Não há espiritualidade autêntica, nem mesmo civilidade genuína, se o binômio discernimento e livre-arbítrio não for considerado inviolável.

Obviamente, isso não justifica infrações a um código legal estabelecido, em certo tempo e lugar. Mas, se até leis injustas podem abrir espaço ao ato heroico e louvabilíssimo da desobediência civil, o que não seria esperável em circunstâncias menos extremadas?

O primado da consciência, o respeito e o incentivo ao juízo de valor, a busca da coerência entre a conduta e os princípios morais esposados por um indivíduo constituem um eixo fundamental da dignidade humana – axiomático e incontestável, sob qualquer ponto de vista.

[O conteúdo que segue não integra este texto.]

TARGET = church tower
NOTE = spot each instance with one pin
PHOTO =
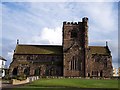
(75, 44)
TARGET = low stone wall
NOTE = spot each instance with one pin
(29, 79)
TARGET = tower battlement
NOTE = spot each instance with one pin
(70, 23)
(85, 19)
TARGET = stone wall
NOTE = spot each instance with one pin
(43, 64)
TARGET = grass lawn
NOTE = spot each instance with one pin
(47, 84)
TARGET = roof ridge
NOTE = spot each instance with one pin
(35, 45)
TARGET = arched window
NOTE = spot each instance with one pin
(37, 72)
(27, 71)
(73, 34)
(15, 71)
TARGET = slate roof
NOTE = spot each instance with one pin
(99, 50)
(1, 58)
(38, 49)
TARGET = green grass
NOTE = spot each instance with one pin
(74, 82)
(69, 83)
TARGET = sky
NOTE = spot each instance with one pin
(34, 22)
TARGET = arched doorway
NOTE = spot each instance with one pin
(88, 74)
(27, 71)
(15, 71)
(37, 72)
(52, 71)
(101, 73)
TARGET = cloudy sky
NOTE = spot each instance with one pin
(41, 23)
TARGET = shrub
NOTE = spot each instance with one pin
(7, 77)
(21, 77)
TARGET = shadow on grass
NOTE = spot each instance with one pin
(55, 88)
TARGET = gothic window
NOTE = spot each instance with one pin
(27, 71)
(37, 72)
(95, 73)
(105, 63)
(73, 63)
(15, 71)
(73, 34)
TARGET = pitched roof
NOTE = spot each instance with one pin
(38, 49)
(1, 58)
(99, 50)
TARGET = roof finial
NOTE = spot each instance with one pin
(106, 44)
(17, 41)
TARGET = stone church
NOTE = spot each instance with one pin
(74, 58)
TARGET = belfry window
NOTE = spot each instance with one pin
(73, 63)
(73, 34)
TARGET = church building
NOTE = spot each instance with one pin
(74, 58)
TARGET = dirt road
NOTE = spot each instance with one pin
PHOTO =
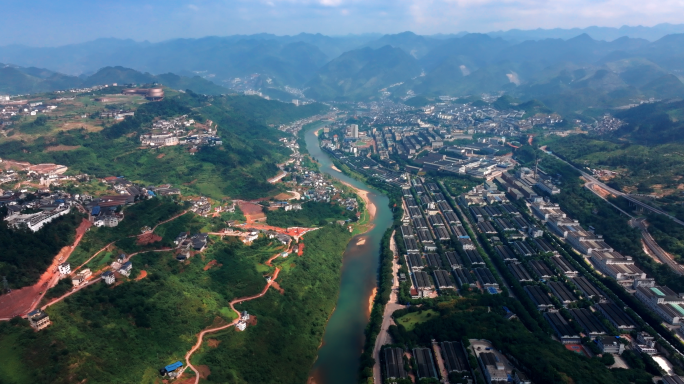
(22, 301)
(200, 336)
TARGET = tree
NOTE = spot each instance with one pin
(608, 359)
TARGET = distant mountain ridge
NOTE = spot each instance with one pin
(568, 75)
(18, 80)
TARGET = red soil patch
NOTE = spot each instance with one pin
(283, 196)
(252, 320)
(57, 148)
(253, 212)
(21, 301)
(148, 238)
(203, 370)
(277, 287)
(218, 322)
(209, 265)
(142, 275)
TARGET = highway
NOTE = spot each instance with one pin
(663, 256)
(591, 180)
(652, 245)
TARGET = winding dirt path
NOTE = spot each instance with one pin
(200, 336)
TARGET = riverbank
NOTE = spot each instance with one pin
(370, 206)
(339, 359)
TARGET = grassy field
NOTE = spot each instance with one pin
(12, 368)
(142, 324)
(410, 320)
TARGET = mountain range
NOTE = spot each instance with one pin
(567, 74)
(22, 80)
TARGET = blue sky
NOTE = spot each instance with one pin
(51, 23)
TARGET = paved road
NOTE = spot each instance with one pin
(440, 362)
(663, 256)
(477, 241)
(593, 181)
(391, 306)
(652, 245)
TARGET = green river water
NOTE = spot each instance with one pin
(338, 358)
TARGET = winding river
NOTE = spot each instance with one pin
(338, 358)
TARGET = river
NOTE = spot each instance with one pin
(338, 358)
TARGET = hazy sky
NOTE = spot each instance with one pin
(57, 22)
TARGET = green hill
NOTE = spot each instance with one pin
(362, 73)
(239, 168)
(17, 80)
(656, 123)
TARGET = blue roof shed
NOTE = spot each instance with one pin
(173, 367)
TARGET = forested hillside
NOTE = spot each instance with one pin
(17, 80)
(149, 323)
(238, 168)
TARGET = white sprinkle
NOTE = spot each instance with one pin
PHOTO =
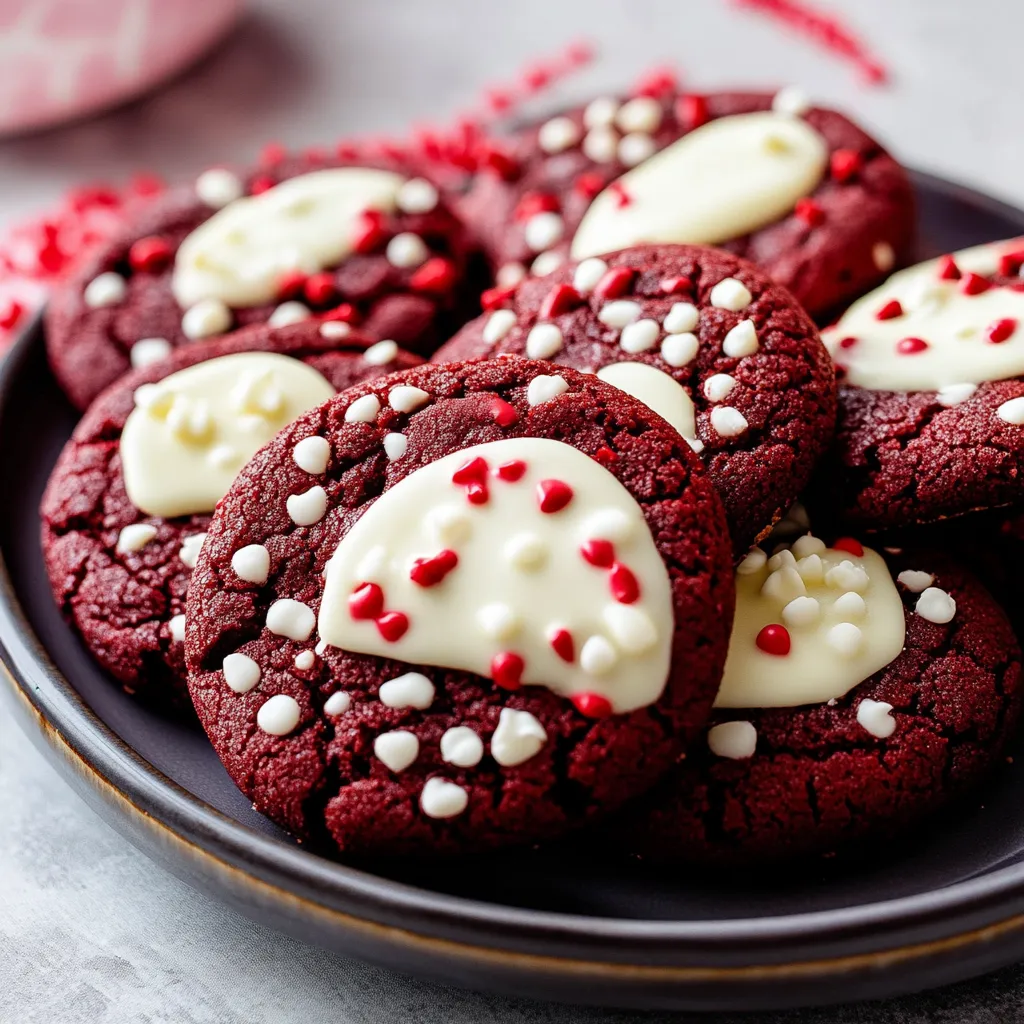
(845, 639)
(600, 112)
(279, 716)
(407, 250)
(753, 562)
(792, 100)
(679, 349)
(718, 386)
(850, 607)
(545, 387)
(736, 740)
(620, 312)
(884, 256)
(207, 317)
(307, 508)
(642, 114)
(145, 351)
(335, 330)
(441, 799)
(915, 581)
(190, 547)
(544, 341)
(741, 340)
(544, 230)
(875, 717)
(546, 263)
(461, 747)
(337, 704)
(218, 186)
(364, 410)
(241, 672)
(731, 294)
(936, 605)
(588, 274)
(288, 313)
(406, 398)
(953, 394)
(104, 290)
(498, 326)
(1012, 412)
(802, 611)
(252, 563)
(381, 353)
(728, 422)
(410, 690)
(396, 750)
(597, 656)
(518, 737)
(635, 148)
(558, 134)
(417, 196)
(640, 337)
(601, 144)
(395, 445)
(135, 537)
(291, 619)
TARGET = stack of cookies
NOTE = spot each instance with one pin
(562, 574)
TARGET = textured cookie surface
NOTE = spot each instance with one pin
(379, 754)
(767, 784)
(412, 290)
(708, 341)
(827, 236)
(128, 604)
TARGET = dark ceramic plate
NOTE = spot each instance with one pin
(568, 924)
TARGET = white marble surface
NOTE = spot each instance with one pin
(91, 932)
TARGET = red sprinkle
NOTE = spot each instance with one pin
(150, 254)
(1000, 330)
(553, 496)
(511, 471)
(948, 270)
(850, 545)
(974, 284)
(890, 310)
(591, 705)
(367, 601)
(504, 414)
(506, 670)
(625, 588)
(561, 641)
(392, 626)
(436, 276)
(430, 571)
(599, 553)
(320, 289)
(774, 639)
(560, 299)
(910, 346)
(809, 212)
(846, 164)
(614, 283)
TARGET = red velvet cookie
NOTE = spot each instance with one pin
(931, 417)
(508, 619)
(798, 189)
(705, 339)
(813, 748)
(370, 245)
(120, 573)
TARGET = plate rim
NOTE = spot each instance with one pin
(965, 912)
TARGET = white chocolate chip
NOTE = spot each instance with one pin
(279, 716)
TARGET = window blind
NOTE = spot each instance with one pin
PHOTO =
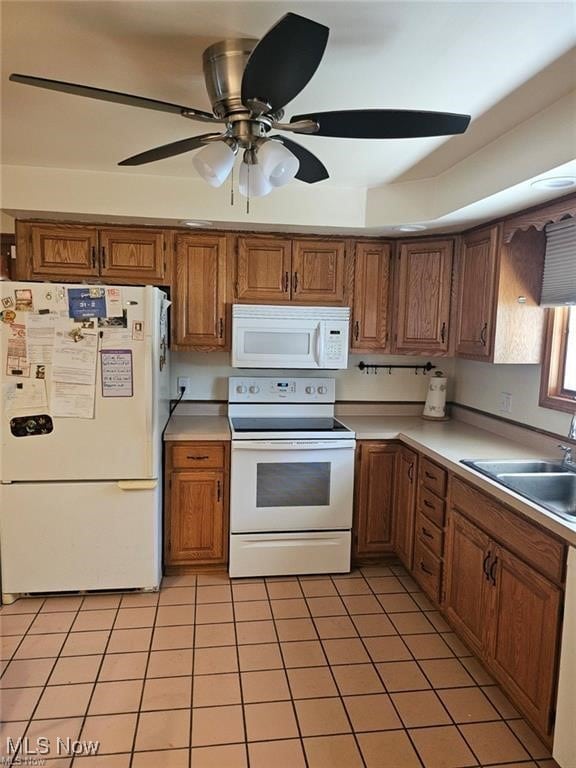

Mais uma vez, evoquemos as balizas do Pensamento de Jesus, exarado nos Evangelhos clássicos, e encontraremos dois pilares a lastrearem essa plataforma conceitual: “Buscai, primeiramente, o Reino de Deus e Sua Justiça”¹ e “O Reino de Deus está dentro de vós”².

Benjamin Teixeira de Aguiar (médium)
Eugênia-Aspásia (Espírito)
em Nome de Maria Cristo
Bethel, CT, região metropolitana de Nova York, EUA
5 de fevereiro de 2021

 

1. Mateus 6:33; Lucas 12:31.
2. Lucas 17:21.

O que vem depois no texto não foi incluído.